Bernhard, Mittwoch, 06.Januar, 13:53 Uhr

1. Ist der Scheuer langsam besch……?

Deutschland ist doch immer noch ein Rechtsstaat und keine Diktatur

  • Antwort von wm, Mittwoch, 06.Januar, 17:01 Uhr

    @Bernard

    Wie bitte,Sie nennen unsere B.....republik einen Rechtstaat?

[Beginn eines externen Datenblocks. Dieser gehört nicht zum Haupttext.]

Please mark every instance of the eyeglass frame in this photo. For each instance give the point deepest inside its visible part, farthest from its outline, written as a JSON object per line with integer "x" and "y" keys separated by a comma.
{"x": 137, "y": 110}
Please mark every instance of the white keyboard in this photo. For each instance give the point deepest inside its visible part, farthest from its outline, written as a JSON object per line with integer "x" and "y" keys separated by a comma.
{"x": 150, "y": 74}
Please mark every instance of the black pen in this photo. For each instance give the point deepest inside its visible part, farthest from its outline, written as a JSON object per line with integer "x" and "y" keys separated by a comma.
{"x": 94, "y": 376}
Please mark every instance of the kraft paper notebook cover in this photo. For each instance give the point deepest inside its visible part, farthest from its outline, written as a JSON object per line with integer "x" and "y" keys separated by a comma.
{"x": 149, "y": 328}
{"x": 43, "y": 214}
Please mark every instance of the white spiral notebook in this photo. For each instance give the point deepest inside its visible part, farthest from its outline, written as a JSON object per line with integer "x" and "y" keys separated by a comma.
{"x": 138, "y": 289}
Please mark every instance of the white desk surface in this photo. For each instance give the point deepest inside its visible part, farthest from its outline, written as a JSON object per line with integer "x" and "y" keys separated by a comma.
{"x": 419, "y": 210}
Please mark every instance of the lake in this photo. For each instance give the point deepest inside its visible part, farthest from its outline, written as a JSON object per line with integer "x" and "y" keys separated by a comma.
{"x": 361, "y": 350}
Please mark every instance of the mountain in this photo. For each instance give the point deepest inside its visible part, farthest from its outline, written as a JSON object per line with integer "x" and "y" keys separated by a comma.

Hier regiert diktatorisch eine Einzelperson die nicht sonderlich am GG festhält.
    Eine Demokratie,in der immer wieder von den Medien gegen das im GG verankerte Gesetz der freien Meinungsäußerung verstoßen wird.
    Kommentare werden zensiert,obwohl im GG deutlich geschrieben steht: Eine Zensur findet nicht statt.
    Ist das noch eine Demokratie,in der die Regierung zum Schaden des Volkes regiert,und nicht zum Wohle des Volkes!

    Wundern tue ich mich nicht sonderlich,wenn dieser Kommentar wieder einmal der Zensur in einer Demokratie zum Opfer fällt!

  • Antwort von Truderinger, Mittwoch, 06.Januar, 17:46 Uhr

    @wm: Meinungsfreiheit inkludiert nicht das Recht auf Beleidigungen! Diesem Irrglauben unterliegen Wutbürger leider immer wieder. Bei manchen Kommentaren haben die Medien sogar die Pflicht, diese zu zensieren oder überhaupt nicht zu veröffentlichen. Das wiederum wäre aber schade, denn sonst wüsste man ja nicht, wie "besorgte Bürger" mittlerweile ticken. Also, daher mein Tipp: Ein wenig verbale Mäßigung, weniger persönliche Angriffe und man wird weiterhin Ihre Kommentare unzensiert veröffentlichen. Ich würde mich sehr darüber freuen!

  • Antwort von Klaus, Mittwoch, 06.Januar, 18:20 Uhr

    Leider kann ich nicht zustimmen, dass nur Kommentare , die Beleidigungen enthalten zensiert werden. Die bloße Darstellung von Tatsachen, die nicht in den öffentlich rechtlichen Mainstream passen, werden ungehemmt zensiert. Leider schon so oft erlebt, dass ich inzwischen nur noch ganz selten einen Kommentar abgebe.

  • Antwort von Zwiesel, Mittwoch, 06.Januar, 19:17 Uhr

    @Klaus:
    Wenn ich die Kommentare beim BR so lese, dann kann ich nicht feststellen, dass hier nach irgend einem Mainstream zugelassen oder zensiert wird. Vielleicht verwechseln Sie auch Behauptungen mit Tatsachen. Nennen Sie hier bei diesem Thema doch noch einmal Tatsachen und prüfen Sie den BR. Aber wirklich nachprüfbare Tatsachen. Fehler können auch bei der Freischaltung von Kommentaren passieren. Mir ist auch mal ein Kommentar "bearbeitet" worden, worüber ich sehr verwundert war. Auf eine entsprechende Antwort wurde der "bearbeitete" Bereich dann freigeschalten. Aber wenn ich hier lese, wie Merkel Dinge unterstellt werden, die so einfach nicht stimmen, dann kann ich nicht von einer bestimmten Zensur sprechen. Es ist halt auch Ihre Meinung nicht die allein gültige. Und das ist gut so.